Here are a few features you might find useful. Pug offers a wide range of features but what features you can use depends on how you integrate Pug into your project. With features (such as mixins, text and attribute interpolation, conditionals, iterators, and so on), you can use Pug to solve problems more simply in contrast to writing whole separate components or import dependencies and set up directives to fulfill a requirement.
#Render pug template code#
As you create more templates over time for a project, you end up cumulatively writing less code with Pug.īeyond the functionality provided by the Angular template language, Pug extends what you can achieve in your templates. Although negligible in this small example, you write seven fewer lines in the Pug table than in the HTML table.
This is how that same table looks like in Pug: tableĬomparing the two versions of the table, Pug looks a lot cleaner than HTML and has better code readability.
You are therefore writing and reading a lot less code. With Pug, there are no opening and closing angle brackets and no closing tags. Not only do you have to write more with HTML, but you also have to read more. For most elements you have to have an opening and closing tag which is not DRY.

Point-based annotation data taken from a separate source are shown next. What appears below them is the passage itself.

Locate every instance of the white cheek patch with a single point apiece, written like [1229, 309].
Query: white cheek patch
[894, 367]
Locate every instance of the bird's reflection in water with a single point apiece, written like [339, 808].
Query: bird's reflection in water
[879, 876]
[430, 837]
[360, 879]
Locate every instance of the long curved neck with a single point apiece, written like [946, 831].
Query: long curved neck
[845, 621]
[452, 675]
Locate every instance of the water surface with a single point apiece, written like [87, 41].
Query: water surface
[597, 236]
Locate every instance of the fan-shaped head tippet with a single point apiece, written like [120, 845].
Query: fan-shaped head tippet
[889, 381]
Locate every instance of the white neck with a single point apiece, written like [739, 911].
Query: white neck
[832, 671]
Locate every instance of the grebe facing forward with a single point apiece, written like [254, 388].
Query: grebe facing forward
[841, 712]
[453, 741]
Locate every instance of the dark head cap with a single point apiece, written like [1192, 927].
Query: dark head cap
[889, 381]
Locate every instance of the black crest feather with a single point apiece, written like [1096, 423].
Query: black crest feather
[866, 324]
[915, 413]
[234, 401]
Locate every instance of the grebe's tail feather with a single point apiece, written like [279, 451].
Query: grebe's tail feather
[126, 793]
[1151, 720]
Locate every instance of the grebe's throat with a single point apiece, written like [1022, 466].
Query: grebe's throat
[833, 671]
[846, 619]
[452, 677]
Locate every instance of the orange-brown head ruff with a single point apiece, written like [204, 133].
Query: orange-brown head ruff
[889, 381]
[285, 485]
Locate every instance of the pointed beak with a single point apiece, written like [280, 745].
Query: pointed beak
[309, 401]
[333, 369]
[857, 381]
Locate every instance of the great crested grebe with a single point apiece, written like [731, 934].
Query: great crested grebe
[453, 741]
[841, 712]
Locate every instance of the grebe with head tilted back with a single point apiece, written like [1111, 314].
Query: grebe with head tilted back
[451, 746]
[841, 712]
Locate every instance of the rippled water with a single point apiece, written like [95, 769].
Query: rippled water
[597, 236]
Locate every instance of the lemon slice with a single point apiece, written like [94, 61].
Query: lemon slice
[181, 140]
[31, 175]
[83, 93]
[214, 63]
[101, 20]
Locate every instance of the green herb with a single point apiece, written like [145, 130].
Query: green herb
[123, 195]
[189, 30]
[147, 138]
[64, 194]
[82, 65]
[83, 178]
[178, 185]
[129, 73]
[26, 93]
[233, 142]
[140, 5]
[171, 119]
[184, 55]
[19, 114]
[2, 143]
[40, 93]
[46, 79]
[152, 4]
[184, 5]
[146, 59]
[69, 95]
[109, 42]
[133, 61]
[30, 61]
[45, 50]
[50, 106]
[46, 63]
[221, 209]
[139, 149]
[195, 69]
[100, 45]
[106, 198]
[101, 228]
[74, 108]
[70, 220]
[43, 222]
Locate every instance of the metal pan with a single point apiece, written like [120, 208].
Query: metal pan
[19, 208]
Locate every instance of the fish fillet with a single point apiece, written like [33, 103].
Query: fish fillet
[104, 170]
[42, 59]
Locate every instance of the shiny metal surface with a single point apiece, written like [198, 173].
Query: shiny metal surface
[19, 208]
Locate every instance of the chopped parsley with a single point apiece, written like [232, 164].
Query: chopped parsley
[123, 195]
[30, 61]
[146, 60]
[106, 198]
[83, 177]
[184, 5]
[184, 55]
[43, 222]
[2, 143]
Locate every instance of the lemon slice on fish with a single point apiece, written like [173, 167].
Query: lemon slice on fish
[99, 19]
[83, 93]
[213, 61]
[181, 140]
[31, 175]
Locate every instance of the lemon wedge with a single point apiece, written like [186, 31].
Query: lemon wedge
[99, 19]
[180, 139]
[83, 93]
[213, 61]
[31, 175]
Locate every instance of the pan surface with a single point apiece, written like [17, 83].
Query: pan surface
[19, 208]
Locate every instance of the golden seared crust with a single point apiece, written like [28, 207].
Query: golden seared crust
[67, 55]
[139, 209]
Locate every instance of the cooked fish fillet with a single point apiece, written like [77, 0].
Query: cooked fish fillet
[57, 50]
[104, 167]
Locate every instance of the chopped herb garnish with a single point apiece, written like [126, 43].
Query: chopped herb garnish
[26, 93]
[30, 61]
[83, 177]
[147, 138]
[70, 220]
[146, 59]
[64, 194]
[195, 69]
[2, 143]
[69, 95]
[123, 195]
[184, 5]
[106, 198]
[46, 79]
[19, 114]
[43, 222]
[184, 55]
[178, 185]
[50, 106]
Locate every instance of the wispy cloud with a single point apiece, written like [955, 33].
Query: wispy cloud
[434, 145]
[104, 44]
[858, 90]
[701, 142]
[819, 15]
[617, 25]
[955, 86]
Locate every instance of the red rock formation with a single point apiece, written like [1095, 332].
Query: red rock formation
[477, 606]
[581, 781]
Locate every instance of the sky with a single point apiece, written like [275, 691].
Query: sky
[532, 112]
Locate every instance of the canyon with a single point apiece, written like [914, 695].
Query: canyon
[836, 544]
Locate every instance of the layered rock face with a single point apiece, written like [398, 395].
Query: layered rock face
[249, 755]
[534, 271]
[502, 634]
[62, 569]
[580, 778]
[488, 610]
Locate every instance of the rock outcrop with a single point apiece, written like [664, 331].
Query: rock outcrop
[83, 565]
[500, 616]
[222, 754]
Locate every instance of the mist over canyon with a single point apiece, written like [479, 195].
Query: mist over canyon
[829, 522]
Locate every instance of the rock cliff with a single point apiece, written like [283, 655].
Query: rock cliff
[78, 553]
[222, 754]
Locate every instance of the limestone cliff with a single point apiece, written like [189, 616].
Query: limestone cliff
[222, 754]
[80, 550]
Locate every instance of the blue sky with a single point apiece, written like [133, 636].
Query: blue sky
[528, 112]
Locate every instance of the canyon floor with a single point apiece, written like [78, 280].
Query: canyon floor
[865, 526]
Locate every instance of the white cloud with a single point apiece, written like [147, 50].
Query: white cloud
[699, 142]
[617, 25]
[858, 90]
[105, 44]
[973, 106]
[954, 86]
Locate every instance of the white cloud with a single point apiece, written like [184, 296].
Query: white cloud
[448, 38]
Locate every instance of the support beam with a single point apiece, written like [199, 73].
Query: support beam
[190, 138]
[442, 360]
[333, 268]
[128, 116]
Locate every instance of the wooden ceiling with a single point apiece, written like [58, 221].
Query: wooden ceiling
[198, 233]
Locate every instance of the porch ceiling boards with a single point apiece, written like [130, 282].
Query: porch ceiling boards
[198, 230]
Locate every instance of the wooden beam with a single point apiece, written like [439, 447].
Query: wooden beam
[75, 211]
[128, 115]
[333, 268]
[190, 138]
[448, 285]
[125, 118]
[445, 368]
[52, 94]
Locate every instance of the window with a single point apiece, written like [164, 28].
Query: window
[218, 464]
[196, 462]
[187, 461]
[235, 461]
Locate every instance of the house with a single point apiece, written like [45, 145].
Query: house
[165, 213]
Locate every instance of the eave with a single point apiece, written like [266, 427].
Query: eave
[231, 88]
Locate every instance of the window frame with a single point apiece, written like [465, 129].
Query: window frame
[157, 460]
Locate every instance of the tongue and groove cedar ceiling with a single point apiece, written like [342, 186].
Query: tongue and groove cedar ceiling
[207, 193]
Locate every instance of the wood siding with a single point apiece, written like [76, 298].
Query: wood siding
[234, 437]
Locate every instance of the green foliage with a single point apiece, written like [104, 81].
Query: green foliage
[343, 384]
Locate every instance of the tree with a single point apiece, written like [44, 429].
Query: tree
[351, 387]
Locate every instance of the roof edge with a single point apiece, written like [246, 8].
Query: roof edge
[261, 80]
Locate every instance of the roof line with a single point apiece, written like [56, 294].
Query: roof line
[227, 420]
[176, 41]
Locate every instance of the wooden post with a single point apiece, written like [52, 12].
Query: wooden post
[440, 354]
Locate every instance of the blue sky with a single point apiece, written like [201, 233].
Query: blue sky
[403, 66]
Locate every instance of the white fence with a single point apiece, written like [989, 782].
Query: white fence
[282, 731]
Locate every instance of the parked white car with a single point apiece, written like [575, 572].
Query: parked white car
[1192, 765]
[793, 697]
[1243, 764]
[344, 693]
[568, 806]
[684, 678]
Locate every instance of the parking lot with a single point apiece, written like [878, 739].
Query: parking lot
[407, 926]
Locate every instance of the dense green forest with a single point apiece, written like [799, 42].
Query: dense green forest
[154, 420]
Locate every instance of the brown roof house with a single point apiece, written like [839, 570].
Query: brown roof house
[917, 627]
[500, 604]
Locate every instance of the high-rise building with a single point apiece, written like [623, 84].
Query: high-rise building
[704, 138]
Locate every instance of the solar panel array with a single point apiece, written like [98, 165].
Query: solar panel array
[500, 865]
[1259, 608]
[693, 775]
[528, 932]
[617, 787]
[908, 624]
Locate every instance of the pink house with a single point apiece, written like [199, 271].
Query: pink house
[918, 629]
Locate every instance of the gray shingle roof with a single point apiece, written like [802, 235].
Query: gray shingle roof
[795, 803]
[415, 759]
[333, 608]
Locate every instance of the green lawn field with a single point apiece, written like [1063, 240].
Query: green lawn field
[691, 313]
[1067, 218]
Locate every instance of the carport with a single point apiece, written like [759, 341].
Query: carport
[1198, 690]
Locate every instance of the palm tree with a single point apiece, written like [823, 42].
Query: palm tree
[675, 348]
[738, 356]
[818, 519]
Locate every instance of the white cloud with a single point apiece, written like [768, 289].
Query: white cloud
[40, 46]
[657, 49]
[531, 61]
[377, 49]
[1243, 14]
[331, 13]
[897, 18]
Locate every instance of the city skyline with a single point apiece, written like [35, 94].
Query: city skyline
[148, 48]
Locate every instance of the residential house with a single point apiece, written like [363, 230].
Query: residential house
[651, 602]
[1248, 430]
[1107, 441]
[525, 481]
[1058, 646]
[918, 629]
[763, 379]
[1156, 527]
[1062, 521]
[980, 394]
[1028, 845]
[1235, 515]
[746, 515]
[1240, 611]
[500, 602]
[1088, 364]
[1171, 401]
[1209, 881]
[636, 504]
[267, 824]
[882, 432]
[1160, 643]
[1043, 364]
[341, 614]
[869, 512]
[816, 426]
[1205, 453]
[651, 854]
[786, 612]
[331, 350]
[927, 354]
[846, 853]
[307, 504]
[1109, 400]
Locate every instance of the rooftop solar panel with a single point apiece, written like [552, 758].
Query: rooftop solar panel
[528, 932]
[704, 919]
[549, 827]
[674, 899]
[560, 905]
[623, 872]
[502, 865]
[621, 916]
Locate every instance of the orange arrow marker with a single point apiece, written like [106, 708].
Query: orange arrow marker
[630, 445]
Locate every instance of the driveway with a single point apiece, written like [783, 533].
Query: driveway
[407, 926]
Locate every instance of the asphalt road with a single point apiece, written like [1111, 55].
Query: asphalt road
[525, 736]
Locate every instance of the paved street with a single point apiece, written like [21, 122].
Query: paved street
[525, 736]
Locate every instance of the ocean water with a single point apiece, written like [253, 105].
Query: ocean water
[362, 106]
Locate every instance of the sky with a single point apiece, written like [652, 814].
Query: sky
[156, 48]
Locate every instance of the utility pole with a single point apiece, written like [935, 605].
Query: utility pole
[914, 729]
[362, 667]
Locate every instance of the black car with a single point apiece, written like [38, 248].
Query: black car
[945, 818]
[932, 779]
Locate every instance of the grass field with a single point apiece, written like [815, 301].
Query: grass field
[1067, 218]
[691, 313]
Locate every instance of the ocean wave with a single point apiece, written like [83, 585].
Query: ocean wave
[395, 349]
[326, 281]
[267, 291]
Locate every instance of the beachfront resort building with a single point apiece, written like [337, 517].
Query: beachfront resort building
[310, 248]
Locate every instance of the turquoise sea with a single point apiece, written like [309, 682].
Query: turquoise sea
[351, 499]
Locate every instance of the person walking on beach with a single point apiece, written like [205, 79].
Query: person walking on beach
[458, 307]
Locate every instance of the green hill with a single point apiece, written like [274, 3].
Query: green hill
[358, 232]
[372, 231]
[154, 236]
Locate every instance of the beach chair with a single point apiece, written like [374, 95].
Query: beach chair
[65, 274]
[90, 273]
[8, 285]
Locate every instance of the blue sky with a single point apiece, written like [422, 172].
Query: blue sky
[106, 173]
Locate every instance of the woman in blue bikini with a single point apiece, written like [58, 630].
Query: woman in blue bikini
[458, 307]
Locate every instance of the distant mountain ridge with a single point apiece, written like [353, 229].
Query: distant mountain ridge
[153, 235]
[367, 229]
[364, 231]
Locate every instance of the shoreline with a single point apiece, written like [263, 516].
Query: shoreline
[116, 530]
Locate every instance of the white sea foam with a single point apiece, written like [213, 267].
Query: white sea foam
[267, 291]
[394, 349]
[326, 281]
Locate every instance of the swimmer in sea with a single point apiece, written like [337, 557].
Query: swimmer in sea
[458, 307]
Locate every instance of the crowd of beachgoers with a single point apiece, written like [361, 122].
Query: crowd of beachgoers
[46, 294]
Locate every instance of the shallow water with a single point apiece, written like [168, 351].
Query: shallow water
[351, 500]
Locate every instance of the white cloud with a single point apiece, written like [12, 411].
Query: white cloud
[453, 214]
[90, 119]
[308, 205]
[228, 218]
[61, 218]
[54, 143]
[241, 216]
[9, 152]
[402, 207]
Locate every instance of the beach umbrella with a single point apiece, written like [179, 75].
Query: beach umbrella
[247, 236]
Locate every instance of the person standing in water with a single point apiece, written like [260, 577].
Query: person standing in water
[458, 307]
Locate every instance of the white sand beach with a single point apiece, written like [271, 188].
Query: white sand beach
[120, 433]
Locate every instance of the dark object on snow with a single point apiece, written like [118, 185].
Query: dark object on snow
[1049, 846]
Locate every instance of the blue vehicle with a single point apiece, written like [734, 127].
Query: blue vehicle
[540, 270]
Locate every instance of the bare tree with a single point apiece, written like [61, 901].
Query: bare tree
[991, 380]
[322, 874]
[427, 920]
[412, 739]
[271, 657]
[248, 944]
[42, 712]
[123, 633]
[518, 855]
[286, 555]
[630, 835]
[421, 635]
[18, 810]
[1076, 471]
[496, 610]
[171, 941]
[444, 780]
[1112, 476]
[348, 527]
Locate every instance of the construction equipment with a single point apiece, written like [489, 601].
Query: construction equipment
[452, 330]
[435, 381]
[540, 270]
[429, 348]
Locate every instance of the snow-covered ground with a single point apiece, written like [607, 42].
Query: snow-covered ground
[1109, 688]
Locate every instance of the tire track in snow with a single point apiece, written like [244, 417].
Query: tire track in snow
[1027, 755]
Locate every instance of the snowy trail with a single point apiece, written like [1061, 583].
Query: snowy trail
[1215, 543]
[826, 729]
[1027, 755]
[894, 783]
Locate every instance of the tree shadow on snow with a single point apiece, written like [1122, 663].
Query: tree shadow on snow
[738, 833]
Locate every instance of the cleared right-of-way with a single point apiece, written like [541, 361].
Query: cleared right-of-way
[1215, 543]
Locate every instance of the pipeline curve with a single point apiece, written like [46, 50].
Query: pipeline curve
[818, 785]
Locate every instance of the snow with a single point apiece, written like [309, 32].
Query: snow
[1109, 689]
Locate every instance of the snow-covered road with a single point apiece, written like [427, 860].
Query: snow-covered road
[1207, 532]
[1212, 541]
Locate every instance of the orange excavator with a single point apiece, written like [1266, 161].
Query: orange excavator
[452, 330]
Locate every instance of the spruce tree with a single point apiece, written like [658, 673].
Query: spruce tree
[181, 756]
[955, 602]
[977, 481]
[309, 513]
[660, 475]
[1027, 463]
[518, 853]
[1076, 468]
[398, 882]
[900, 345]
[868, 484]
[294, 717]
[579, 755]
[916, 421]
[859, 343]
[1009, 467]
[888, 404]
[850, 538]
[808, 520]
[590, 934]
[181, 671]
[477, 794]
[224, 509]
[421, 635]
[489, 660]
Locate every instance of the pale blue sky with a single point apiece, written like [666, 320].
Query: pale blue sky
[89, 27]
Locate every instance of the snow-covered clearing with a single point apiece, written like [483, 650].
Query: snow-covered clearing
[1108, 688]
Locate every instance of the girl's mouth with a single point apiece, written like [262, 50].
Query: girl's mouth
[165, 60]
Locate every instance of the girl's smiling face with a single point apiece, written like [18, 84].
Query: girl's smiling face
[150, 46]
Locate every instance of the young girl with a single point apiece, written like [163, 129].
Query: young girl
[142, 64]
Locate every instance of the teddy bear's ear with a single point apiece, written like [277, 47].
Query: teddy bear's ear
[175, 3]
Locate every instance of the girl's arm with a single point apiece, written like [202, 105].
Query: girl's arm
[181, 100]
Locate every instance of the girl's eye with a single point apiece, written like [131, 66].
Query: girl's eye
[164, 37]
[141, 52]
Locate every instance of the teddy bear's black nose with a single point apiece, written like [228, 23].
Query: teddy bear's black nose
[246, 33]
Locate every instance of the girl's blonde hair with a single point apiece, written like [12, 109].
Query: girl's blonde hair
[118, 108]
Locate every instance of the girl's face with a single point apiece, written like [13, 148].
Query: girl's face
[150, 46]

#Render pug template how to#
In the rest of this article, I’ll walk you through how to use Pug in your Angular component templates. With Pug, your templates become simpler to write and read and you can extend the functionality of your template as an added bonus. In addition to providing a more streamlined way to write templates, it offers a number of valuable features that go beyond just template writing like mixins that facilitate code reusability, enable embedding of JavaScript code, provide iterators, conditionals, and so on.Īlthough HTML is universally used by many and works adequately in templates, it is not DRY and can get pretty difficult to read, write, and maintain especially with larger component templates. In this case, Pug is used to write templates that are compiled into functions that take in data and render HTML documents. This means it’s a tool that generates documents from templates that integrate some specified data. Pug (formerly known as Jade) is a template engine.
#Render pug template install#
You’ll learn how to install Pug in your Angular apps and transition existing apps that use HTML to use Pug. In this article, I’ll cover how you - as an Angular developer - can use Pug to write better templates more efficiently. This is in spite of many more efficient options such as Pug, Slim, HAML among others being in existence. However, when it comes to templates, only two options are available: HTML and SVG. Components provide an amazing means to structure views, facilitate code reusability, interpolation, data binding, and other business logic for views.Īngular CLI supports multiple built-in CSS preprocessor options for component styling like Sass/SCSS, LESS, and Stylus. In this article, Zara Cooper explains what Pug is and how you can use it in your Angular app.Īs a developer, I appreciate how Angular apps are structured and the many options the Angular CLI makes available to configure them. In Angular, you can use Pug to write component templates and improve a project’s development workflow. expressjs.Pug is a template engine that allows you to write cleaner templates with less repetition. To render a view, you don’t need to specify the views directory as Express is using it as the default in your case, so you only need to specify the file path relative to the views directory, which is pug/index.pug, but since the view engine property is set, you don’t need to specify the file extension, so pug/index would be adequate. Since app.set('views', './views') wasn’t explicitly set in the server.js file, Express just uses the views directory in the root of your project. This defaults to the views directory in the application root directory. For example, to use the Pug template engine: app.set('view engine', 'pug').